A no-fly zone was being enforced in Libya. "I know everybody hates the idea, but you need to give a rat a place to go," Matthews said of Moammar Gadhafi's possible exit strategy. He spoke in his rapid-fire Philly-style delivery to a group including his executive producer, patched in by speakerphone from 30 Rock in New York. Everyone laughed.
Seven weeks after Philadelphia-based Comcast officially assumed control of the prized NBC Universal Inc. from General Electric Co., the sky hasn't fallen at the news and entertainment company. During visits to Rockefeller Center and the bureau here, there was a sense that Comcast has a plan - or is hard at work on one - to rebuild the Peacock brand, and that the new ownership would likely benefit NBC in a rapidly changing media landscape, where the mass audience is fragmenting via tens of millions of iPads, smartphones, e-tablets, and the ever-expanding Internet.
"We are now working for a company that's selling our content to the home," said Matthews, an often-repeated view at NBC. "They can help us. Before, we were working for a company that manufactured aircraft engines and lightbulbs."
That is not to say there is not some apprehension. "It's very business-oriented," Matthews later observed confidentially. "These guys, I understand, are very IBM-ish."

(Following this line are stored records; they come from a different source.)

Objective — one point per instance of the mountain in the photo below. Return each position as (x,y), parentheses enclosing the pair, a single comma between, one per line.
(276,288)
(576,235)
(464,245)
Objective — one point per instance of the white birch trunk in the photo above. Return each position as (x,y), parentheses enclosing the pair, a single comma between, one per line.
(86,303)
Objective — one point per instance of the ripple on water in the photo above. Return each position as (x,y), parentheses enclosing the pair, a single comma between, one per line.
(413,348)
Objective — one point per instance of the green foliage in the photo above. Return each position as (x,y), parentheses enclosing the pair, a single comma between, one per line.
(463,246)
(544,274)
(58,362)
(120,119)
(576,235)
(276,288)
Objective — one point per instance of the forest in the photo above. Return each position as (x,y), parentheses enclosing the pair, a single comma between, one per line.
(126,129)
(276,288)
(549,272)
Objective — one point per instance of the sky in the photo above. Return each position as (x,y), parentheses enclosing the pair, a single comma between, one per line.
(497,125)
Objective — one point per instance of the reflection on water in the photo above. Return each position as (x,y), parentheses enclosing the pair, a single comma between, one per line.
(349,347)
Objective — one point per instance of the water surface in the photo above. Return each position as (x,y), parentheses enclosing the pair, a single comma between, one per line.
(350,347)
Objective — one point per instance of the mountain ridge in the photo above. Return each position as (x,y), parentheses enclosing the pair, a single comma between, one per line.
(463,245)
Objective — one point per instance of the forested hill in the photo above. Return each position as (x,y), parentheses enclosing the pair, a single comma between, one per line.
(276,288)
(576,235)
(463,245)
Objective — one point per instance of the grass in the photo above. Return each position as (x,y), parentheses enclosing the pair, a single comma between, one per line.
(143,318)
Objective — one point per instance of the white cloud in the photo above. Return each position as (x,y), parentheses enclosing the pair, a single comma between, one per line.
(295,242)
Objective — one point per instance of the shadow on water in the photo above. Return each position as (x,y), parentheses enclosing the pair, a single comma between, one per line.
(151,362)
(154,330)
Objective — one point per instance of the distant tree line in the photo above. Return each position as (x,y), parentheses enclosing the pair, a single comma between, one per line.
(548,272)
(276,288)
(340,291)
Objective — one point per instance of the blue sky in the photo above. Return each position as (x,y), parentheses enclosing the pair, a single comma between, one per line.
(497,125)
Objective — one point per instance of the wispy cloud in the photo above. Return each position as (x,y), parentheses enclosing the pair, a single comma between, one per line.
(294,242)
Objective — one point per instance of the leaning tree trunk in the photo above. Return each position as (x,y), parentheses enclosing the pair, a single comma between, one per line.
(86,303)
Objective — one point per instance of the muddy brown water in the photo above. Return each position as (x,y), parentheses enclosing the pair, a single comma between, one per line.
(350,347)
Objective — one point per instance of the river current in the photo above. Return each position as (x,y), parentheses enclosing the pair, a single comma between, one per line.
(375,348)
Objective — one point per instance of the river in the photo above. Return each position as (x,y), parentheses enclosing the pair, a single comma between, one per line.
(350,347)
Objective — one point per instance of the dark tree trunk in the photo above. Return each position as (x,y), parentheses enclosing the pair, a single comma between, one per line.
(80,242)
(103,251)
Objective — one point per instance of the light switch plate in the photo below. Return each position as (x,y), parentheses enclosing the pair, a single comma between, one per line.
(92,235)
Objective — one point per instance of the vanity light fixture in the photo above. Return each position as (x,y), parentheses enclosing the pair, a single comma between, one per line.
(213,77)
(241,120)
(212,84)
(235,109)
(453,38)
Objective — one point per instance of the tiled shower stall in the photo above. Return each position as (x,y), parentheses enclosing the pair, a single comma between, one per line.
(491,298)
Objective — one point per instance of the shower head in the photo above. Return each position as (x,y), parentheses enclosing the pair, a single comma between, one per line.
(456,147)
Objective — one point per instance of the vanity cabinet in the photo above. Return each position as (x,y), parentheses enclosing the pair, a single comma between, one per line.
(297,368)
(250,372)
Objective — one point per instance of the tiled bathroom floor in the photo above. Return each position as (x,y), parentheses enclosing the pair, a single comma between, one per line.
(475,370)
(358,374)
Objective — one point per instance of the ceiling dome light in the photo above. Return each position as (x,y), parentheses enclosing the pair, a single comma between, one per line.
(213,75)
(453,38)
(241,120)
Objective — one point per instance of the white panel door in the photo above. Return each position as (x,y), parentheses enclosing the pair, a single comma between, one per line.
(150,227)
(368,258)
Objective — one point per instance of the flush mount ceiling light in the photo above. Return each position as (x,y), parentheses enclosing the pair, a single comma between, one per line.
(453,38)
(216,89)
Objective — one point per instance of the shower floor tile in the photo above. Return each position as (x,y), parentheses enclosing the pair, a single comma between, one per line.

In the depths of the recent economic downturn, Comcast bought NBC Universal from General Electric - which still owns 49 percent of the company - primarily for its profitable cable networks, led by USA, and the potential to rebuild the NBC broadcast-TV business. A property such as MSNBC seems to offer both potential gain and risk.
For years a flailing cable news channel, MSNBC - which shares office and newsroom space with the NBC News broadcast team - currently offers a left-leaning slate of prime-time hosts that counterbalances Fox News' conservative talkers.